8. – En su bitácora de viaje “el fantasma” pretende hacer ver que los representantes del Fajardismo en Caldas se abstuvieron de presentar candidato a la gobernación por la situación jurídica que en ese momento se le vino encima a Luis Fernando Rosas. Pongamos las cosas en las dimensiones correctas: Los representantes del Fajardismo en Caldas, Mendieta, García y Vallejo, no buscaron a Rosas, fue él quien les solicitó una reunión que finalmente tuvo lugar una tarde de domingo un año antes de las elecciones en la Pastelería La Suiza en el sector de El Cable de Manizales, en la que no se tomó ninguna decisión y eran más las dudas que las certezas por parte de “los mosqueteros” de Fajardo. Esta fue la historia real.

9. – Lo que “el fantasma” de la casa Rosas no contó es que a la par de su tío Luis Fernando, Juan Pablo estuvo buscando a “los mosqueteros” de Fajardo para que le dieran el aval del Partido Verde a la alcaldía de Salamina; la condición «sine qua non» de ellos era que no aceptaban un co-aval con el Partido Liberal, no podía ser que en la misma tarima resultaran las figuras nuevas y alternativas del Verde y el Fajardismo, junto a los barones rojos tradicionales y cuestionados en Salamina y en Caldas y que mientras en Manizales tenían la más férrea contradicción estuvieran juntos en otros municipios. Así fue que Juan Pablo no quiso ni pudo desligarse del apoyo político del Partido Liberal, ni convencer a la línea Fajardista del Verde en Caldas de acompañar su aspiración a la alcaldía. Ospina Rosas encontró más allanado el camino con la maquinaria liberal y su músculo económico que con las ideas, el buen nombre y el voto de opinión.

10. – Hay una denuncia pública contra el concejal Franklin Henao por conducir en estado de alicoramiento, en horas de toque de queda, provocando daños a unas motocicletas que se encontraban parqueadas. Hasta el momento de escribir estas líneas no hay respuesta pública del concejal en mención. Mientras se aclaran los hechos, no está de más pensar: parece que en Salamina nos gusta elegir personajes sin cuestionar su preparación, sus excesos y desafueros. ¿A qué clase de sociedad representa el Concejo Municipal? Y no es de ahora, sino desde hace muchos años.

11. – Todos debemos estar atentos a cómo se adelantará el debate en el Congreso de la reforma tributaria que con pomposo nombre presentó el Gobierno Duque. Una puñalada a la clase media en tiempos de crisis. Atentos a cómo votarán los congresistas de la región porque no está lejano el día en el que vendrán a buscar votos para reelegirse el próximo año y tendrán que dar explicaciones.
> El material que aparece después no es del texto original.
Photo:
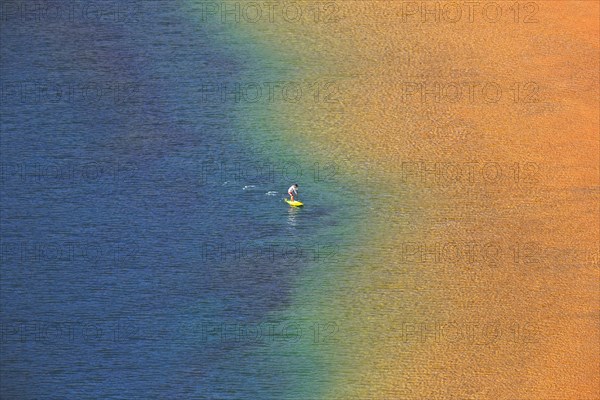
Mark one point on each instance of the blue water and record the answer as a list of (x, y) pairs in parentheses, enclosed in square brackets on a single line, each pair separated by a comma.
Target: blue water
[(136, 220)]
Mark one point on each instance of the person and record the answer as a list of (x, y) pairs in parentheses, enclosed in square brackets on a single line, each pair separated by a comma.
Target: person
[(293, 191)]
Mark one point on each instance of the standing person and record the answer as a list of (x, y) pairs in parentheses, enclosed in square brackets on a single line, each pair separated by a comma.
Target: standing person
[(293, 191)]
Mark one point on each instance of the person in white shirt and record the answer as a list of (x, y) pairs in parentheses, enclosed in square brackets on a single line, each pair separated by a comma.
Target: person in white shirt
[(293, 191)]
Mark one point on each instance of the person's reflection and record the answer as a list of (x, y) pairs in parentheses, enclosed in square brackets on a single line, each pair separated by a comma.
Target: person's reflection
[(292, 216)]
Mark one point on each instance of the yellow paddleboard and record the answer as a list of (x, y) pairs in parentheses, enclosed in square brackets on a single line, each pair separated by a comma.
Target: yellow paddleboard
[(294, 203)]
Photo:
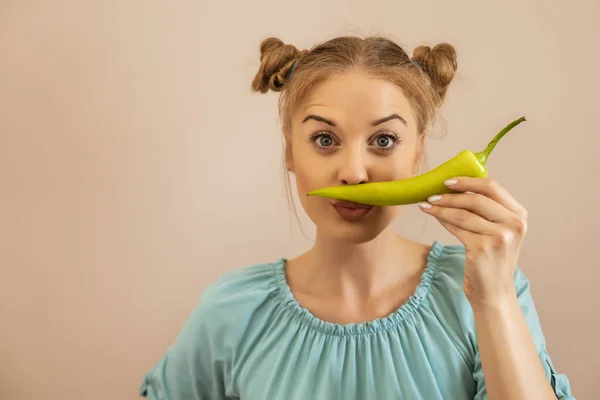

Esta reforma no es para “pagar la paz de Santos” como algunos pretender hacer ver, tampoco para llenar las arcas vacías por la pandemia, menos para solventar a los más pobres; es una forma descarada de seguir manteniendo un estado corrupto, una clase privilegiada, unos congresistas que no fueron capaces de quitarse un solo privilegio: se seguirán aumentando el salario por decreto, seguirán legislando desde la casa sin quitarse los gastos de representación y este gobierno seguirá creando burocracia, la “mermelada” que tanto criticó del gobierno anterior.

12. Después de 15 meses la Curia Romana escogió obispo para la Arquidiócesis de Manizales, Monseñor José Miguel Gómez Rodríguez, hoy obispo de Facatativá. Ejerció su ejercicio pastoral como párroco de Salamina a finales de los años 90 y principios del 2000; un sacerdote de las más altas cualidades intelectuales y personales. Con un profundo sentido teológico y filosófico del ser cristiano. Un perfil muy adecuado para cuestionar a tantos católicos “light” y a conveniencia de la sociedad de hoy.